Now more than ever it seems right to read Vladimir Nabokov’s masterpiece, Lolita (1955). The man who famously described himself as “an American writer, born in Russia” understands his adopted country as only an immigrant can.
Born into Russian nobility, Nabokov fled for his life twice: first escaping the 1917 Revolution for Berlin and Paris, and then, in 1940, fleeing Nazi-era Paris for New York City alongside his Jewish wife, Véra. A respected lepidopterist, Nabokov spent years working at the Harvard Museum of Comparative Zoology.
The immigrant, the scientist and the novelist brought all he knew about camouflage, metamophosis, mimicry, migration and classification to his writing.

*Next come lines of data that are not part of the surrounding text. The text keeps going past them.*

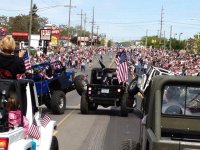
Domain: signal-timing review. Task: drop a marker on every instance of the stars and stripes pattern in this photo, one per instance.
(34, 131)
(122, 67)
(45, 119)
(27, 62)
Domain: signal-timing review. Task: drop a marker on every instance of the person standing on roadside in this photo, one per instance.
(10, 64)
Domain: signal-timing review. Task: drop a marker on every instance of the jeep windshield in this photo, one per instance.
(181, 100)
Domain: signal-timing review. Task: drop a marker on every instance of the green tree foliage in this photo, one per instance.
(110, 43)
(197, 43)
(3, 21)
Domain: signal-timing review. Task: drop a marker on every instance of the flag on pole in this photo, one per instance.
(34, 131)
(122, 67)
(27, 62)
(45, 119)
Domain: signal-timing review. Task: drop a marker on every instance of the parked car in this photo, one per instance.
(171, 115)
(140, 84)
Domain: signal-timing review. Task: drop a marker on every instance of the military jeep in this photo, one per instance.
(171, 115)
(105, 90)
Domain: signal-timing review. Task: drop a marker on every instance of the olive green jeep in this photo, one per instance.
(171, 119)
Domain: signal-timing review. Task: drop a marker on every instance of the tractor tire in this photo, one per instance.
(54, 143)
(133, 88)
(129, 145)
(80, 84)
(124, 110)
(58, 102)
(84, 104)
(93, 106)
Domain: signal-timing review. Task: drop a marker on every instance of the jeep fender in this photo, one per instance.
(44, 143)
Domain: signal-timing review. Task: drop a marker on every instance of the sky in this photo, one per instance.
(120, 20)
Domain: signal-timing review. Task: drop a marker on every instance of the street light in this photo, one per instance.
(175, 35)
(180, 36)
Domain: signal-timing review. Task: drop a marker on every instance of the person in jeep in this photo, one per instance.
(10, 65)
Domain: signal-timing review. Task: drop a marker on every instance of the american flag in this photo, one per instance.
(27, 61)
(45, 119)
(34, 131)
(122, 67)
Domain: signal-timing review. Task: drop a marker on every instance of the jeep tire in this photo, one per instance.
(80, 84)
(84, 104)
(132, 87)
(124, 110)
(58, 102)
(54, 143)
(93, 106)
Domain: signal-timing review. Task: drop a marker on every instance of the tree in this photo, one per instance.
(110, 43)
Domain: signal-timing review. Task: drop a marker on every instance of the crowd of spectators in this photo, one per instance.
(77, 58)
(181, 63)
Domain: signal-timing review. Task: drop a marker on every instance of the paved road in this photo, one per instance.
(104, 129)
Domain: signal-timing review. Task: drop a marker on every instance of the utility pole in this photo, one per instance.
(81, 14)
(70, 6)
(158, 32)
(146, 38)
(92, 26)
(170, 40)
(84, 28)
(164, 40)
(30, 26)
(161, 24)
(97, 33)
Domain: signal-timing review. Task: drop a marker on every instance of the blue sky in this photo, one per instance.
(120, 20)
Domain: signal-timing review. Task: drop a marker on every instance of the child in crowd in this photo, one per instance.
(14, 115)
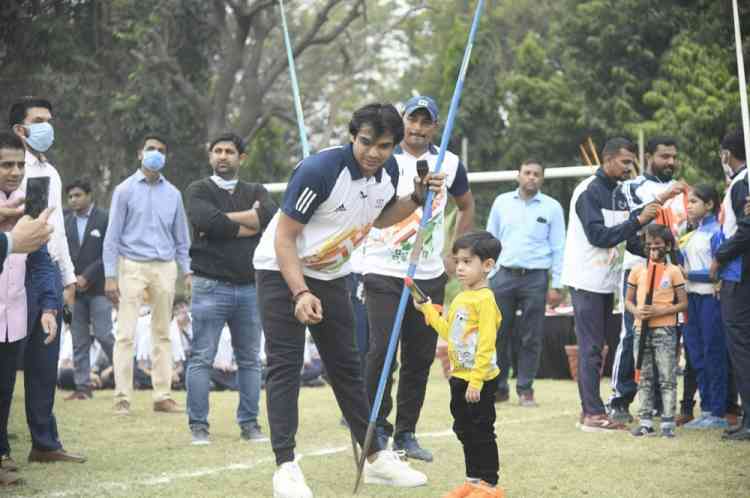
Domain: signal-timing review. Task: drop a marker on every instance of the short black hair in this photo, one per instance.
(735, 143)
(20, 108)
(9, 140)
(80, 183)
(665, 140)
(707, 192)
(481, 243)
(228, 136)
(531, 161)
(383, 118)
(614, 145)
(155, 136)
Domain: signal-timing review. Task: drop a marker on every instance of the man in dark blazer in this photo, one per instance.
(85, 227)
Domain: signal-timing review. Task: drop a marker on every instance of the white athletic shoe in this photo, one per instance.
(390, 470)
(288, 482)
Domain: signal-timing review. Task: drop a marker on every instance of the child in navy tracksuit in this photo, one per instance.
(704, 333)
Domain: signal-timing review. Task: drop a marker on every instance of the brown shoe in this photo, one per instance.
(8, 478)
(60, 455)
(167, 406)
(526, 400)
(79, 395)
(7, 463)
(600, 423)
(122, 407)
(683, 419)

Lolita combines Nabokov’s keen observations of the new, post-World War II superpower that was late 1940s America with his scalpel-like dexterity with the English language.

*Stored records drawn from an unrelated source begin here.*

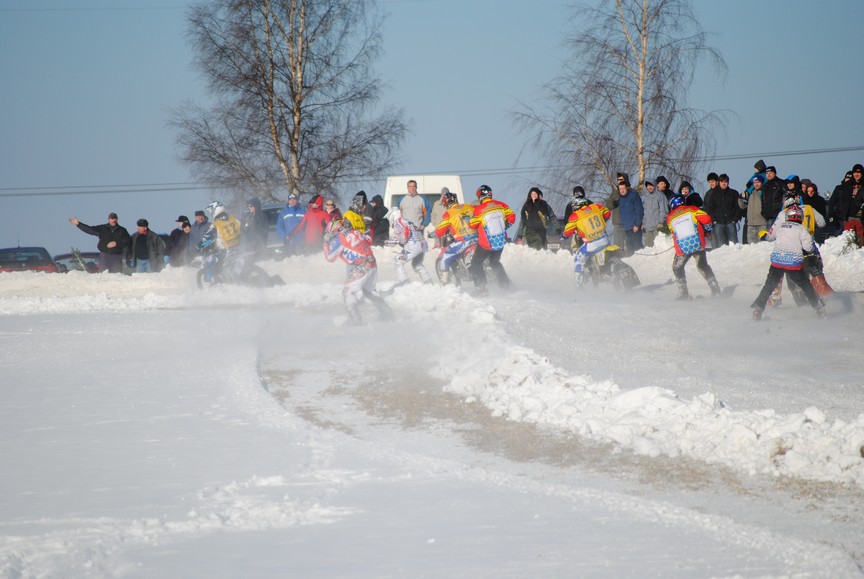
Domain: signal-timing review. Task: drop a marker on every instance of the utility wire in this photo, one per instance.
(170, 187)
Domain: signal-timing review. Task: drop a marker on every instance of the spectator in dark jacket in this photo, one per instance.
(114, 242)
(691, 197)
(847, 202)
(536, 217)
(632, 213)
(772, 195)
(254, 226)
(665, 187)
(713, 185)
(148, 249)
(199, 228)
(178, 242)
(723, 208)
(380, 225)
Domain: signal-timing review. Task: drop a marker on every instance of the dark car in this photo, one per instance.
(82, 261)
(26, 259)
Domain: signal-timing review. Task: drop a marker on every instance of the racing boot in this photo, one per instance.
(683, 294)
(715, 287)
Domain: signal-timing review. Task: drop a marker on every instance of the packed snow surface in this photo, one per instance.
(154, 429)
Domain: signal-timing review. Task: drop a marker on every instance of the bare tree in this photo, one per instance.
(620, 104)
(294, 97)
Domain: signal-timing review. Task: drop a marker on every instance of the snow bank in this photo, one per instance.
(512, 380)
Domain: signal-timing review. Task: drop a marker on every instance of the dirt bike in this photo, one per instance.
(606, 266)
(458, 273)
(233, 268)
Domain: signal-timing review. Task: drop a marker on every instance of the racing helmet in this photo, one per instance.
(791, 198)
(676, 202)
(794, 213)
(215, 209)
(358, 201)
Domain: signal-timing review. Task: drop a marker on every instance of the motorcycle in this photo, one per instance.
(458, 273)
(233, 268)
(606, 266)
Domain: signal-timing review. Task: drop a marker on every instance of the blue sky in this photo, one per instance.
(87, 85)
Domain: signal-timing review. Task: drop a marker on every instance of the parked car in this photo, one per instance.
(83, 261)
(26, 259)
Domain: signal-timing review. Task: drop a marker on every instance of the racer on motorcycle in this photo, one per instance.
(455, 226)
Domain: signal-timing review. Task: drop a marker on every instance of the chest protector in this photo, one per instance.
(229, 231)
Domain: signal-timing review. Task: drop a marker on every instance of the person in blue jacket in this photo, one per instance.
(288, 220)
(632, 212)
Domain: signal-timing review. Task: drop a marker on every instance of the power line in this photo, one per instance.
(106, 9)
(68, 190)
(40, 192)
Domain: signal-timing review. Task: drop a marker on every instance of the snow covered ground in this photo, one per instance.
(151, 429)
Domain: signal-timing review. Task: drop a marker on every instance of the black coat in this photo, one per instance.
(817, 202)
(380, 226)
(772, 198)
(722, 205)
(843, 204)
(107, 234)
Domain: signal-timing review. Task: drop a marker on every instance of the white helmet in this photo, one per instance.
(215, 209)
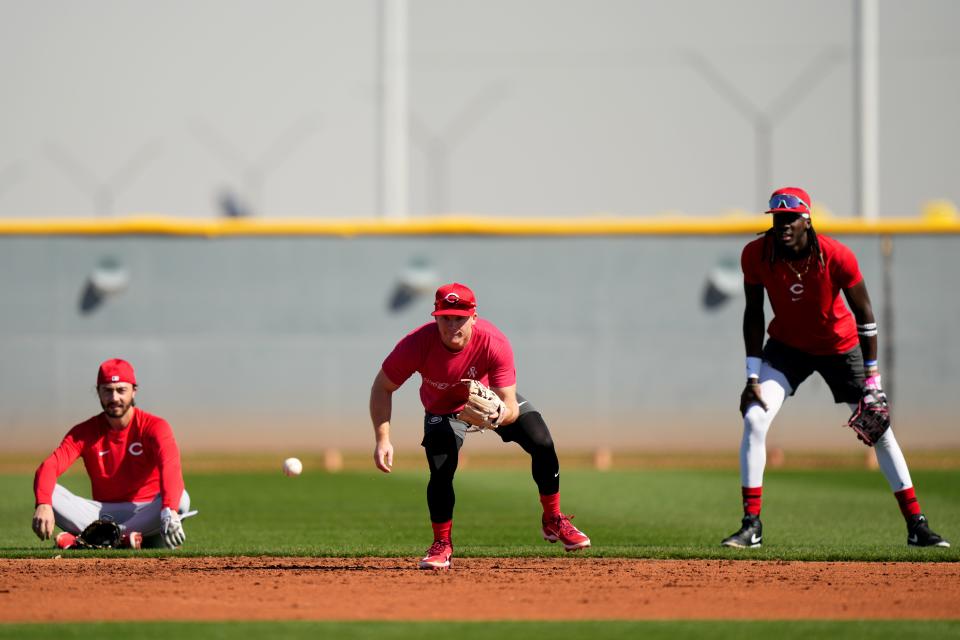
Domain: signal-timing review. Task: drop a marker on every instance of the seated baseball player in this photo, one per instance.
(134, 467)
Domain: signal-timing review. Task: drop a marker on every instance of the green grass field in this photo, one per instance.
(808, 515)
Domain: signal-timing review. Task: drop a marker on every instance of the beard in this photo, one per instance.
(117, 409)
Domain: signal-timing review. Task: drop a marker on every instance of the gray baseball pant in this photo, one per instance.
(74, 513)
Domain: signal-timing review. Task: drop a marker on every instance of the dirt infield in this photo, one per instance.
(475, 589)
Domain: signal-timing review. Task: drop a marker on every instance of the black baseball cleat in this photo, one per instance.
(750, 535)
(920, 535)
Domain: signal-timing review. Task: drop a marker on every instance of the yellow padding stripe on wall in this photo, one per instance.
(455, 225)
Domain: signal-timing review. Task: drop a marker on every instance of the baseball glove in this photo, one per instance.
(484, 408)
(100, 534)
(871, 418)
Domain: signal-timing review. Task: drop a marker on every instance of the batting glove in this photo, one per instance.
(171, 529)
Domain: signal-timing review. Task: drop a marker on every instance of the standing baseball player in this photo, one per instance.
(812, 330)
(134, 467)
(458, 356)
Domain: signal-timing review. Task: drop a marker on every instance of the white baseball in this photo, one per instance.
(292, 467)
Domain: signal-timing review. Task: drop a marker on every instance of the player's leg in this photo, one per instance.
(72, 514)
(845, 377)
(532, 434)
(442, 439)
(782, 371)
(140, 521)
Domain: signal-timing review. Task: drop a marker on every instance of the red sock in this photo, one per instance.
(752, 497)
(551, 504)
(441, 530)
(909, 506)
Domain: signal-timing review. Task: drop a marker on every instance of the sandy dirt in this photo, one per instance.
(569, 588)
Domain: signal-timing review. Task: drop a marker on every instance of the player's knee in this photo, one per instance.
(537, 431)
(756, 420)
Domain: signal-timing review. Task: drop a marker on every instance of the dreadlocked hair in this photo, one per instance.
(770, 246)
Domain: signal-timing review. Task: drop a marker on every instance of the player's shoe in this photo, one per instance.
(131, 540)
(558, 528)
(750, 535)
(920, 535)
(438, 555)
(65, 540)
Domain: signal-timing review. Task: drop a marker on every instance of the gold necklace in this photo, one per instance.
(806, 267)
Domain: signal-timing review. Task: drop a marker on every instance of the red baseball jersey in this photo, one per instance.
(132, 465)
(487, 357)
(808, 312)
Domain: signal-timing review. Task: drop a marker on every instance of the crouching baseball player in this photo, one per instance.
(457, 356)
(134, 467)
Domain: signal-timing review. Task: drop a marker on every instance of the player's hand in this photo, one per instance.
(751, 395)
(171, 528)
(383, 456)
(43, 521)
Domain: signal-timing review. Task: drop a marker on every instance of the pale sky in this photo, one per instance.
(517, 108)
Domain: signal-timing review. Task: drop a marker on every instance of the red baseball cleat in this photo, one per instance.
(438, 555)
(558, 528)
(64, 540)
(131, 540)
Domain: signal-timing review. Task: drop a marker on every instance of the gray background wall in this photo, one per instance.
(273, 343)
(517, 108)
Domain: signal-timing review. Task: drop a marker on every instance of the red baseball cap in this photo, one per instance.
(790, 200)
(454, 299)
(116, 370)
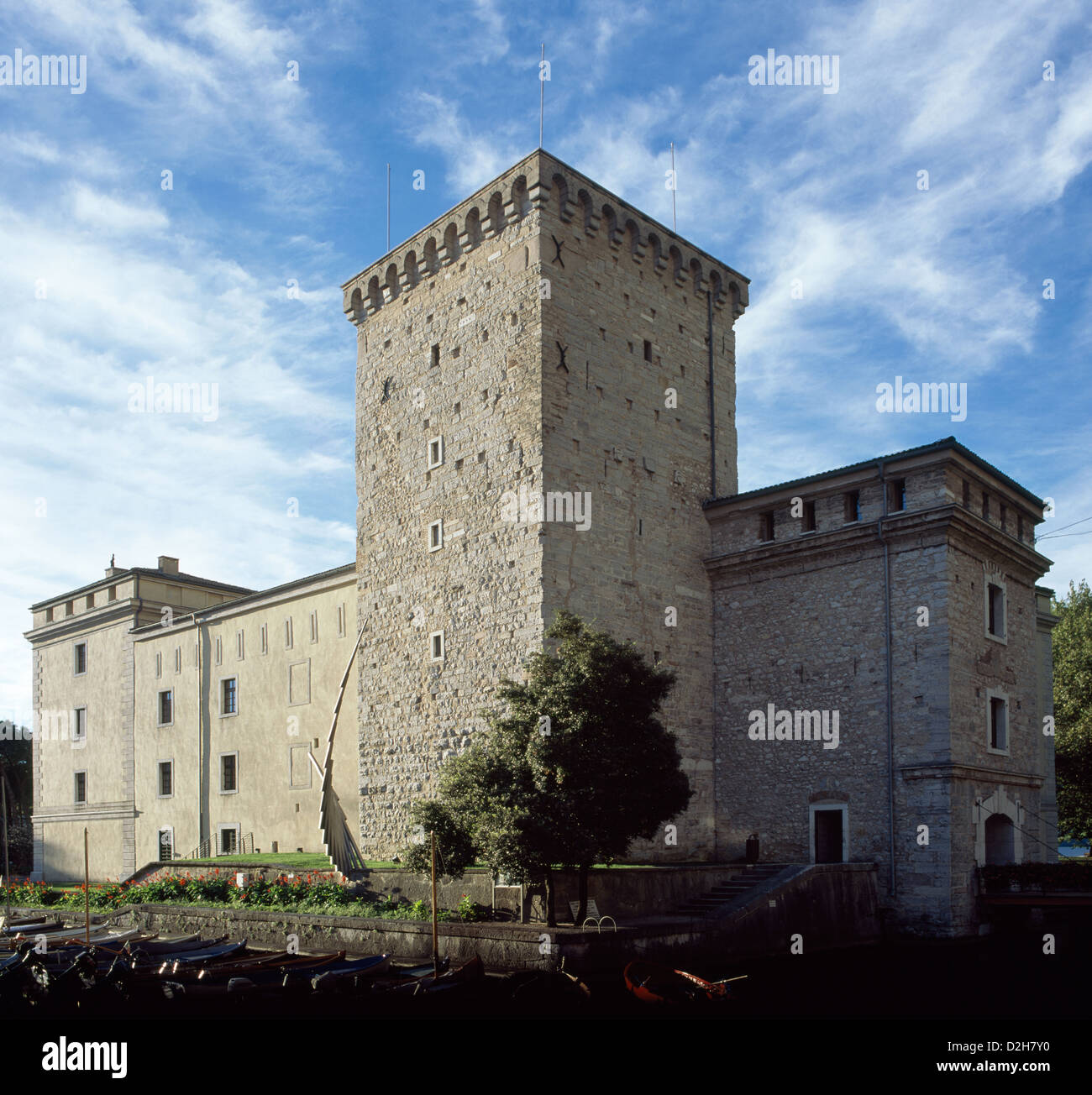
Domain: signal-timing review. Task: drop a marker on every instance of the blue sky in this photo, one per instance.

One of the world’s most banned books? Yes.
A savage send-up of a country awash in Norman Rockwell imagery and pop psychology? A land where clueless elites become intellectually complicit in a world that infantilises adults while sexualising children? Yes.
Narrated through the notoriously unreliable perspective of one Humbert Humbert, aka Paedophile-in-Chief? Yes.
Hilarious and infuriating by turns, but always mesmerising? Yes.